Dolemite By Sean Axmaker
Who's the baddest motherf****r to blow onto blaxploitation
screens? Forget Shaft and just ask
X-rated comic and "godfather of rap" Rudy Ray Moore. He'll give
you the gospel of Dolemite. Street hustler, pimp, and all-around
ghetto superhero Dolemite began life as a character in Moore's nightclub
act and was a natural character for his self-financed film debut, a
revenge tale set on the corrupt streets of L.A.

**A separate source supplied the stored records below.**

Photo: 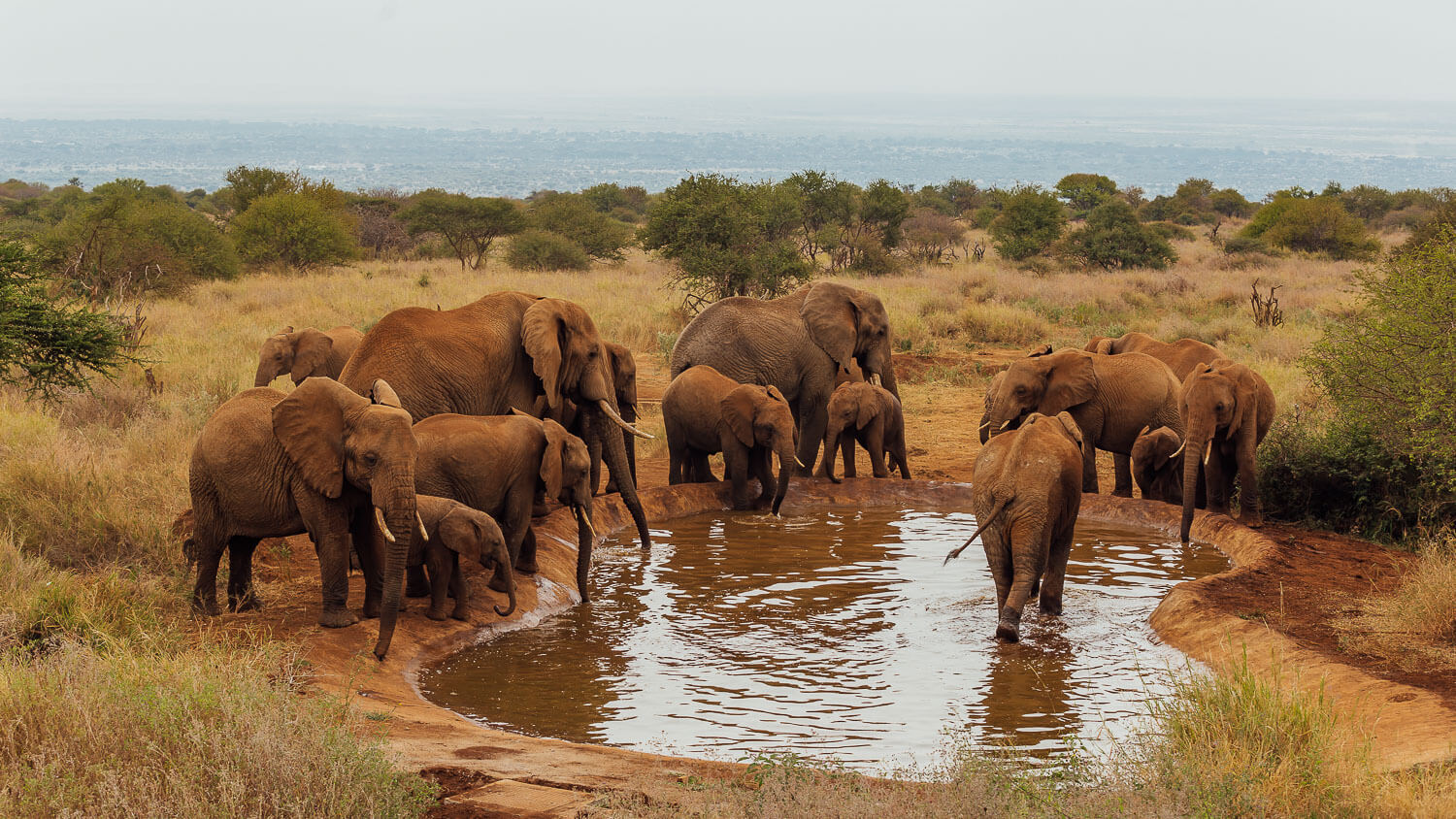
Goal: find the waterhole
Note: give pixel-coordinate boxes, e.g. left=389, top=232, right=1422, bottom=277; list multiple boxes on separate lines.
left=421, top=507, right=1229, bottom=771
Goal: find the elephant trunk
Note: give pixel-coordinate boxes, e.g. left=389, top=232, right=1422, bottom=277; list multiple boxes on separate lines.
left=587, top=400, right=652, bottom=548
left=1178, top=423, right=1213, bottom=545
left=571, top=499, right=597, bottom=603
left=373, top=469, right=419, bottom=661
left=491, top=537, right=515, bottom=617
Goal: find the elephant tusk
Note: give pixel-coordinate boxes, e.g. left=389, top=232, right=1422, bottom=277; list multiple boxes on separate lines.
left=375, top=507, right=396, bottom=542
left=597, top=399, right=657, bottom=441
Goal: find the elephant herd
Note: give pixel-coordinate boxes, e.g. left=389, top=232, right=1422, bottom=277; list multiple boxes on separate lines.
left=946, top=333, right=1274, bottom=641
left=183, top=282, right=1274, bottom=659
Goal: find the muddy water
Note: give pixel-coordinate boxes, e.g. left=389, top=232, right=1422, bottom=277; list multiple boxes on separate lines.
left=421, top=508, right=1228, bottom=770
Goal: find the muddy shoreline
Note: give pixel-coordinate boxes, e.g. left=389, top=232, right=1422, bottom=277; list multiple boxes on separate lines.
left=273, top=478, right=1456, bottom=816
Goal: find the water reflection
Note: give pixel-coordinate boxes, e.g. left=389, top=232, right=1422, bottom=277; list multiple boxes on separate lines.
left=421, top=508, right=1228, bottom=767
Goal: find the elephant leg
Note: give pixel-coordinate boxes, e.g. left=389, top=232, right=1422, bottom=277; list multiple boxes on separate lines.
left=424, top=545, right=457, bottom=620
left=1112, top=452, right=1133, bottom=498
left=865, top=420, right=890, bottom=477
left=227, top=536, right=261, bottom=611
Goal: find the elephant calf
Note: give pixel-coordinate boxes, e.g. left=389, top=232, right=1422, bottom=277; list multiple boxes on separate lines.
left=945, top=411, right=1085, bottom=643
left=1132, top=426, right=1182, bottom=505
left=663, top=364, right=798, bottom=515
left=410, top=495, right=515, bottom=620
left=817, top=381, right=910, bottom=483
left=253, top=326, right=364, bottom=387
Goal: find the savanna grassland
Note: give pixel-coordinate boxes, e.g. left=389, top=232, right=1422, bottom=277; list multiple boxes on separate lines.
left=0, top=223, right=1456, bottom=816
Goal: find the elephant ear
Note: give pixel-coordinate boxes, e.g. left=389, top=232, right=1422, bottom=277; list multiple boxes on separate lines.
left=273, top=378, right=369, bottom=498
left=521, top=298, right=567, bottom=408
left=800, top=282, right=859, bottom=370
left=718, top=385, right=756, bottom=446
left=541, top=420, right=571, bottom=499
left=1039, top=350, right=1097, bottom=414
left=1057, top=411, right=1083, bottom=449
left=290, top=327, right=334, bottom=384
left=369, top=378, right=405, bottom=409
left=855, top=387, right=888, bottom=429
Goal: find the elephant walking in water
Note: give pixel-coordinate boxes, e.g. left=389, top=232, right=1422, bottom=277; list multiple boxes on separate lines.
left=183, top=378, right=419, bottom=659
left=672, top=282, right=900, bottom=475
left=340, top=292, right=651, bottom=548
left=945, top=411, right=1085, bottom=643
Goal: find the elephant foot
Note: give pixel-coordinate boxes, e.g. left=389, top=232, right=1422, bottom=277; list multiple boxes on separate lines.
left=319, top=608, right=360, bottom=629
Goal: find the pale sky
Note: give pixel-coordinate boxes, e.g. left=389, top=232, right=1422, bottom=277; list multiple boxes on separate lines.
left=0, top=0, right=1456, bottom=117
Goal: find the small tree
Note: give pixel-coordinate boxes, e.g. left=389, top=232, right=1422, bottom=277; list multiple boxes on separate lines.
left=990, top=184, right=1068, bottom=262
left=0, top=242, right=137, bottom=399
left=1062, top=198, right=1178, bottom=271
left=1056, top=173, right=1117, bottom=213
left=232, top=193, right=358, bottom=271
left=638, top=173, right=814, bottom=309
left=399, top=189, right=526, bottom=271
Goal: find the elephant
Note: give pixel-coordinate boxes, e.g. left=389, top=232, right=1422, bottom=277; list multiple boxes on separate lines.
left=183, top=378, right=419, bottom=659
left=253, top=326, right=364, bottom=387
left=1132, top=426, right=1182, bottom=507
left=945, top=411, right=1088, bottom=643
left=981, top=349, right=1182, bottom=498
left=817, top=381, right=910, bottom=483
left=663, top=364, right=800, bottom=515
left=1082, top=333, right=1226, bottom=382
left=413, top=413, right=596, bottom=603
left=408, top=495, right=515, bottom=620
left=1178, top=358, right=1274, bottom=542
left=340, top=291, right=652, bottom=548
left=672, top=282, right=900, bottom=475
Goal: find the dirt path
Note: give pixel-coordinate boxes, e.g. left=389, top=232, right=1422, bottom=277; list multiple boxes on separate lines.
left=217, top=350, right=1456, bottom=816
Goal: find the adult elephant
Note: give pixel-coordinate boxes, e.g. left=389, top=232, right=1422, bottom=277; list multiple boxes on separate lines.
left=253, top=326, right=364, bottom=387
left=672, top=282, right=900, bottom=475
left=340, top=292, right=651, bottom=548
left=663, top=365, right=795, bottom=515
left=1178, top=358, right=1274, bottom=542
left=415, top=413, right=596, bottom=601
left=1082, top=333, right=1225, bottom=381
left=983, top=349, right=1182, bottom=498
left=945, top=411, right=1086, bottom=643
left=183, top=378, right=419, bottom=659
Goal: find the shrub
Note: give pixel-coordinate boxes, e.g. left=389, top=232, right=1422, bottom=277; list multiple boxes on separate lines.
left=1240, top=195, right=1380, bottom=259
left=989, top=186, right=1068, bottom=262
left=232, top=193, right=358, bottom=271
left=506, top=230, right=591, bottom=271
left=1062, top=198, right=1178, bottom=271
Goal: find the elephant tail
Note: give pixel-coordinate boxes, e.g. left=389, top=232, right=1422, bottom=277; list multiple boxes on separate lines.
left=941, top=495, right=1012, bottom=566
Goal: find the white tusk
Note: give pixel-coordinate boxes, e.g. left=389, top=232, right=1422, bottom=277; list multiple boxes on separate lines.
left=597, top=399, right=657, bottom=441
left=375, top=507, right=395, bottom=542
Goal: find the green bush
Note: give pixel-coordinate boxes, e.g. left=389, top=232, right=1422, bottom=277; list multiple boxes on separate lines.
left=232, top=193, right=358, bottom=271
left=506, top=228, right=591, bottom=271
left=1062, top=198, right=1178, bottom=271
left=1240, top=195, right=1380, bottom=259
left=990, top=186, right=1068, bottom=262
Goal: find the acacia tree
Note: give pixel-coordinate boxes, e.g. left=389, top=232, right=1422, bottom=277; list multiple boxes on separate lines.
left=399, top=187, right=526, bottom=271
left=0, top=242, right=139, bottom=399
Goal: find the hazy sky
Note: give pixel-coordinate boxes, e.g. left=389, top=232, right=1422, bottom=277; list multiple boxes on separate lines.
left=0, top=0, right=1456, bottom=116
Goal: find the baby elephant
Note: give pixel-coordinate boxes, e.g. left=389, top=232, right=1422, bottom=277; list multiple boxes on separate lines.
left=408, top=495, right=515, bottom=620
left=1132, top=426, right=1182, bottom=505
left=945, top=411, right=1085, bottom=643
left=663, top=364, right=800, bottom=515
left=253, top=326, right=364, bottom=387
left=815, top=381, right=910, bottom=483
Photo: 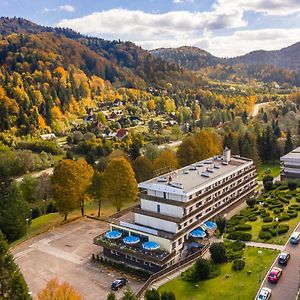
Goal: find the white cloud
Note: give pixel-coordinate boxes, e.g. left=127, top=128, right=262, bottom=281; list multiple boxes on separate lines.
left=58, top=8, right=246, bottom=40
left=213, top=0, right=300, bottom=16
left=43, top=4, right=75, bottom=13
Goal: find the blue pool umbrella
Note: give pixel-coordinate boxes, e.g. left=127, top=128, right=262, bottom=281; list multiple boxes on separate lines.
left=105, top=230, right=122, bottom=240
left=123, top=235, right=140, bottom=245
left=190, top=228, right=206, bottom=238
left=204, top=221, right=217, bottom=229
left=143, top=241, right=160, bottom=251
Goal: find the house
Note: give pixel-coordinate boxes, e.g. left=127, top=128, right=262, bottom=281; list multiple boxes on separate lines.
left=116, top=128, right=128, bottom=140
left=280, top=147, right=300, bottom=180
left=94, top=149, right=257, bottom=273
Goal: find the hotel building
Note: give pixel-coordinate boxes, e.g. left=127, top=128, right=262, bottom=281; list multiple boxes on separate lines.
left=95, top=149, right=257, bottom=272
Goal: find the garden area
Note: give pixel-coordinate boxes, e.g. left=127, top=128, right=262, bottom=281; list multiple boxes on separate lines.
left=159, top=241, right=278, bottom=300
left=226, top=182, right=300, bottom=245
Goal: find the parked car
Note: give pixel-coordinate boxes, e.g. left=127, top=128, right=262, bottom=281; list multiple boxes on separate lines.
left=256, top=287, right=272, bottom=300
left=268, top=267, right=282, bottom=283
left=111, top=278, right=128, bottom=291
left=290, top=231, right=300, bottom=244
left=278, top=252, right=291, bottom=266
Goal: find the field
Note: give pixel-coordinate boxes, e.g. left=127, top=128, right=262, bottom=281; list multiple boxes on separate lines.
left=159, top=247, right=278, bottom=300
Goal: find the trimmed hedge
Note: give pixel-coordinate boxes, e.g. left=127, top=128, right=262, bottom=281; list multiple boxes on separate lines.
left=228, top=231, right=252, bottom=241
left=263, top=217, right=273, bottom=223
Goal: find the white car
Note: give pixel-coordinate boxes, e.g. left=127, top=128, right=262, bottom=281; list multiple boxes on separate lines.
left=256, top=287, right=272, bottom=300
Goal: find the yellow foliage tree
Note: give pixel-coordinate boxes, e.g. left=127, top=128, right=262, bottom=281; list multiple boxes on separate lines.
left=36, top=278, right=83, bottom=300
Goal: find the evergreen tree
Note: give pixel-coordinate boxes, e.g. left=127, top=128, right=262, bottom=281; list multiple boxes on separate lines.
left=0, top=231, right=31, bottom=300
left=284, top=130, right=294, bottom=154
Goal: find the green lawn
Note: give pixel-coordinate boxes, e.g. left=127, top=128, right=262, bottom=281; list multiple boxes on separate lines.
left=10, top=202, right=134, bottom=247
left=246, top=198, right=300, bottom=245
left=257, top=162, right=280, bottom=181
left=159, top=247, right=278, bottom=300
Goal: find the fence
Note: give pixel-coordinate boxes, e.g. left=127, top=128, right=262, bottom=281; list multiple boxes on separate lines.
left=136, top=243, right=210, bottom=299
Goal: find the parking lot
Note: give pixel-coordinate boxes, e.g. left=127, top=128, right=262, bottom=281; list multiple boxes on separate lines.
left=263, top=224, right=300, bottom=300
left=12, top=219, right=142, bottom=300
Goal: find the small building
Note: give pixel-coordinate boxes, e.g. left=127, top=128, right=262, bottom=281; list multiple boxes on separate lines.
left=94, top=149, right=257, bottom=273
left=280, top=147, right=300, bottom=180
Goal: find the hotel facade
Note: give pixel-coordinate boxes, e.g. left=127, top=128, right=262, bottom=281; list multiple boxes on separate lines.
left=95, top=149, right=257, bottom=273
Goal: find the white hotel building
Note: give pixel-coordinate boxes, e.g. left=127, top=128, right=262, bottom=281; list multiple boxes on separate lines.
left=95, top=149, right=257, bottom=272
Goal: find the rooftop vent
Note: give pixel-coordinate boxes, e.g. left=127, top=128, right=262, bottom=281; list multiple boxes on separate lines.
left=201, top=172, right=210, bottom=178
left=157, top=177, right=168, bottom=182
left=169, top=181, right=183, bottom=189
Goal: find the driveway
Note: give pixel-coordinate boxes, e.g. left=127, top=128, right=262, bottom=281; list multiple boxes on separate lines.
left=12, top=219, right=142, bottom=300
left=263, top=223, right=300, bottom=300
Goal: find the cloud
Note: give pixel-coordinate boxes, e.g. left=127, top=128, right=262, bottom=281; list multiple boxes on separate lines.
left=58, top=8, right=247, bottom=40
left=212, top=0, right=300, bottom=16
left=43, top=4, right=75, bottom=13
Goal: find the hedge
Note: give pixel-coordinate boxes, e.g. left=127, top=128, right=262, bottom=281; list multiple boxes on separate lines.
left=228, top=231, right=252, bottom=241
left=258, top=231, right=272, bottom=240
left=263, top=217, right=273, bottom=223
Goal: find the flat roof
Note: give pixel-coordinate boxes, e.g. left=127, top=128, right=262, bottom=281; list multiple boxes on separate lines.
left=139, top=156, right=252, bottom=195
left=280, top=147, right=300, bottom=160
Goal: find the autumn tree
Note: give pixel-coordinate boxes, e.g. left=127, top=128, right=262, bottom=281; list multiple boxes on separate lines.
left=36, top=278, right=83, bottom=300
left=176, top=137, right=197, bottom=167
left=132, top=156, right=153, bottom=182
left=153, top=149, right=178, bottom=170
left=52, top=159, right=93, bottom=220
left=89, top=171, right=104, bottom=218
left=103, top=158, right=138, bottom=211
left=0, top=231, right=31, bottom=300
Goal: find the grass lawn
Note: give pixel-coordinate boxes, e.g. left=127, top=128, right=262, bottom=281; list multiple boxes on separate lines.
left=257, top=162, right=280, bottom=181
left=246, top=199, right=300, bottom=245
left=159, top=247, right=278, bottom=300
left=10, top=202, right=135, bottom=247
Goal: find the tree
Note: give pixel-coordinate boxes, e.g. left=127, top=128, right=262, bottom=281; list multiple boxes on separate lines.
left=153, top=149, right=178, bottom=170
left=209, top=243, right=226, bottom=264
left=20, top=175, right=38, bottom=202
left=216, top=216, right=226, bottom=234
left=195, top=129, right=222, bottom=160
left=160, top=291, right=176, bottom=300
left=0, top=231, right=31, bottom=300
left=106, top=291, right=117, bottom=300
left=103, top=158, right=138, bottom=211
left=144, top=289, right=160, bottom=300
left=121, top=286, right=137, bottom=300
left=284, top=130, right=294, bottom=154
left=37, top=278, right=83, bottom=300
left=194, top=258, right=210, bottom=281
left=0, top=180, right=30, bottom=242
left=246, top=197, right=256, bottom=207
left=132, top=156, right=153, bottom=182
left=176, top=137, right=197, bottom=167
left=89, top=171, right=104, bottom=218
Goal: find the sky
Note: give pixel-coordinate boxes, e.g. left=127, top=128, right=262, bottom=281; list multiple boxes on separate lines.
left=0, top=0, right=300, bottom=57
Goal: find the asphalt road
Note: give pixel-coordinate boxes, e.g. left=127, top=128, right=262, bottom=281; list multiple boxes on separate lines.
left=263, top=223, right=300, bottom=300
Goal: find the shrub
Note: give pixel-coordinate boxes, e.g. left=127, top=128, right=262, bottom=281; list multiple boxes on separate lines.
left=232, top=259, right=245, bottom=271
left=228, top=231, right=252, bottom=241
left=258, top=231, right=272, bottom=241
left=209, top=243, right=226, bottom=264
left=236, top=224, right=252, bottom=231
left=263, top=217, right=273, bottom=223
left=288, top=181, right=298, bottom=191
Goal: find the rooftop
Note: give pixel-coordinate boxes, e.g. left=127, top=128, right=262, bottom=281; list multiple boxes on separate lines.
left=139, top=156, right=251, bottom=195
left=280, top=147, right=300, bottom=160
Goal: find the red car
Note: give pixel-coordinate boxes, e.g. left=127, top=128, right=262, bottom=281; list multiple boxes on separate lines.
left=268, top=267, right=282, bottom=283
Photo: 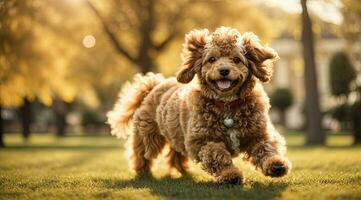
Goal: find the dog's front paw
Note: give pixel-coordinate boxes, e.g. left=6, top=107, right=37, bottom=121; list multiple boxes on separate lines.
left=263, top=155, right=291, bottom=177
left=217, top=167, right=243, bottom=185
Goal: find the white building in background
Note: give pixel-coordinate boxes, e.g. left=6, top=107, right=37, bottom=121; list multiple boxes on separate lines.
left=265, top=35, right=345, bottom=129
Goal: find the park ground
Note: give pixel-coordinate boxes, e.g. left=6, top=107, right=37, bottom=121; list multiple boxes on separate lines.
left=0, top=134, right=361, bottom=200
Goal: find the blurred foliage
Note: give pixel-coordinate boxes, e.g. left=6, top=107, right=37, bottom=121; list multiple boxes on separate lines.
left=271, top=88, right=293, bottom=111
left=0, top=0, right=282, bottom=109
left=330, top=52, right=356, bottom=96
left=330, top=103, right=351, bottom=122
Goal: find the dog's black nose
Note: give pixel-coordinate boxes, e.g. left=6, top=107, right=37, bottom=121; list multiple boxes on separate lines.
left=271, top=164, right=286, bottom=176
left=219, top=69, right=229, bottom=76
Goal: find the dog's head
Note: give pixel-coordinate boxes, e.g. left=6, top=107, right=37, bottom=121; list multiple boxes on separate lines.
left=177, top=27, right=278, bottom=99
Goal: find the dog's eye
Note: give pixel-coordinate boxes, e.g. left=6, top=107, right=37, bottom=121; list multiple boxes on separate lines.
left=233, top=57, right=241, bottom=64
left=208, top=57, right=216, bottom=63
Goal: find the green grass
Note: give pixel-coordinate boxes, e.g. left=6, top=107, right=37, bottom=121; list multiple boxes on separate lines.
left=0, top=134, right=361, bottom=199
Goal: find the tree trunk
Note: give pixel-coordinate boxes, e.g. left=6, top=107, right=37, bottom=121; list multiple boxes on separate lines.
left=20, top=98, right=32, bottom=140
left=351, top=100, right=361, bottom=144
left=280, top=110, right=286, bottom=127
left=301, top=0, right=325, bottom=144
left=0, top=105, right=5, bottom=147
left=53, top=99, right=68, bottom=136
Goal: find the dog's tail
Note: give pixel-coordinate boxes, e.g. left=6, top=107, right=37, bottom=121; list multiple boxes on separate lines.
left=107, top=72, right=164, bottom=138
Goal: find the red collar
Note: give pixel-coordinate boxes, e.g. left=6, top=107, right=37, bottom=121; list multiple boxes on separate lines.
left=213, top=99, right=243, bottom=110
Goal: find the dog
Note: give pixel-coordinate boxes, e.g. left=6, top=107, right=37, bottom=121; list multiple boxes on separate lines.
left=107, top=27, right=291, bottom=184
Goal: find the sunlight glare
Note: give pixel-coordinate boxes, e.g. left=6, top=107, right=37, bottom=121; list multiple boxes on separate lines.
left=83, top=35, right=96, bottom=49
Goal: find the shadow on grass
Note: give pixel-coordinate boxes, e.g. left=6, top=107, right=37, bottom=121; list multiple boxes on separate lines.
left=96, top=174, right=287, bottom=200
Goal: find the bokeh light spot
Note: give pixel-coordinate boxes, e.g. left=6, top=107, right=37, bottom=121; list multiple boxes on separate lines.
left=83, top=35, right=96, bottom=48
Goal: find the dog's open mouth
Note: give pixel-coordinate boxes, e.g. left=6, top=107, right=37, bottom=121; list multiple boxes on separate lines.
left=214, top=79, right=238, bottom=91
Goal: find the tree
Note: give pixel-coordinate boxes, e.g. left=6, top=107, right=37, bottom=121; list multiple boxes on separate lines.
left=0, top=0, right=45, bottom=141
left=330, top=52, right=361, bottom=144
left=271, top=88, right=293, bottom=126
left=330, top=52, right=356, bottom=96
left=301, top=0, right=325, bottom=144
left=0, top=104, right=5, bottom=148
left=87, top=0, right=275, bottom=73
left=341, top=0, right=361, bottom=144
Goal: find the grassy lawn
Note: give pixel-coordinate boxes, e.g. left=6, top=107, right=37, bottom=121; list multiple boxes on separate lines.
left=0, top=134, right=361, bottom=199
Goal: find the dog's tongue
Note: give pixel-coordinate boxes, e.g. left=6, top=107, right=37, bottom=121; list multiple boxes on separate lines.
left=217, top=80, right=231, bottom=90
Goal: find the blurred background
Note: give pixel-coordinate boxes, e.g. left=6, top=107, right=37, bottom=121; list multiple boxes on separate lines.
left=0, top=0, right=361, bottom=146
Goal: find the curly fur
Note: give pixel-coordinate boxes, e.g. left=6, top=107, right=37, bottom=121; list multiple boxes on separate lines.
left=108, top=27, right=291, bottom=183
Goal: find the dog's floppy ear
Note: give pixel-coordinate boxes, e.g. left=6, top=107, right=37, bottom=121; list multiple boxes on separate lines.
left=177, top=29, right=208, bottom=83
left=243, top=33, right=279, bottom=82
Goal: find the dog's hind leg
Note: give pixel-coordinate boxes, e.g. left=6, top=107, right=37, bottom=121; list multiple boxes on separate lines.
left=131, top=108, right=165, bottom=174
left=167, top=148, right=188, bottom=174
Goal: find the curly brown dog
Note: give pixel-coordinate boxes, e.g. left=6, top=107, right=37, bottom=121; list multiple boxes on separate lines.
left=107, top=27, right=291, bottom=183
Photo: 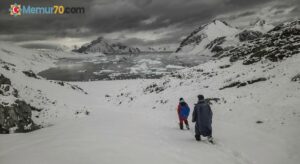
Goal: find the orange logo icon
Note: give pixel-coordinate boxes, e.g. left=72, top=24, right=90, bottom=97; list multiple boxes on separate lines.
left=9, top=3, right=21, bottom=16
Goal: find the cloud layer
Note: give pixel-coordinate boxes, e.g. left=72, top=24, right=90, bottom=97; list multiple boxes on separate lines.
left=0, top=0, right=299, bottom=48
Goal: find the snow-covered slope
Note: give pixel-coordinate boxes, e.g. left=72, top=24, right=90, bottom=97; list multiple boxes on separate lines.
left=0, top=42, right=93, bottom=129
left=0, top=21, right=300, bottom=164
left=248, top=18, right=274, bottom=33
left=74, top=37, right=140, bottom=54
left=176, top=20, right=239, bottom=56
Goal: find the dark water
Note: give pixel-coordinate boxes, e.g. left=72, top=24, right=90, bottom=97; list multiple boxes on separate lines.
left=39, top=53, right=206, bottom=81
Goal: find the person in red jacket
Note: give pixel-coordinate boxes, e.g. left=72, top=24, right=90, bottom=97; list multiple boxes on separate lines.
left=177, top=98, right=190, bottom=130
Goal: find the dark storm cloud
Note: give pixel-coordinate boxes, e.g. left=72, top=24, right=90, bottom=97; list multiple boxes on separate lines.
left=0, top=0, right=299, bottom=45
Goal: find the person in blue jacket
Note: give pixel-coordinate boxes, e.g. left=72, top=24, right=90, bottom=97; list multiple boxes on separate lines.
left=177, top=98, right=190, bottom=130
left=192, top=95, right=213, bottom=143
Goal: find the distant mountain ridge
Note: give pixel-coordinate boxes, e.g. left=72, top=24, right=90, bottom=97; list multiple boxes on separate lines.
left=176, top=20, right=239, bottom=53
left=73, top=37, right=141, bottom=54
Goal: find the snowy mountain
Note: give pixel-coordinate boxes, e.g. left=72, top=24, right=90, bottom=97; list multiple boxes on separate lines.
left=139, top=46, right=174, bottom=53
left=0, top=20, right=300, bottom=164
left=176, top=20, right=239, bottom=55
left=248, top=18, right=274, bottom=33
left=73, top=37, right=140, bottom=54
left=176, top=19, right=274, bottom=56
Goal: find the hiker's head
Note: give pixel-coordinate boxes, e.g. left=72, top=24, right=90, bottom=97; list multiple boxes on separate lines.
left=198, top=95, right=204, bottom=100
left=179, top=97, right=185, bottom=103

Dolemite is sprung from prison by an impossibly understanding warden so
he can find the drug-dealing, gun-smuggling crooks who framed him. With
the help of his all-girl army of kung fu killers and the most flamboyant
wardrobe this side of Cher, he lays waste to dozens of bad guys while
spouting his funky raps. Thick, slow and sleepy, Moore is neither a
natural actor not a convincing martial arts action hero, but his lazy line
deliveries are great, lyrical cascades of four-letter words and
"ghetto expressions," and he performs two of his most famous
stand-up raps, "Shine and the Great Titanic" and "The
Signifying Monkey."
Dolemite is not a particularly competent movie--the direction
(by costar D'Urville Martin) is clumsy, the performances flat, and
microphones peek in from time to time (get that video letterboxed,
Xenon!)--but the outrageous mix of nightclub rap, kung-fu action, and
Moore's four-letter dialogue turned it into an instant urban hit and has
kept it alive as a cult classic. Dolemite returns in The Human Tornado.
The DVD also features clips from the documentary The Legend of Dolemite
and the complete lyrics to his raps.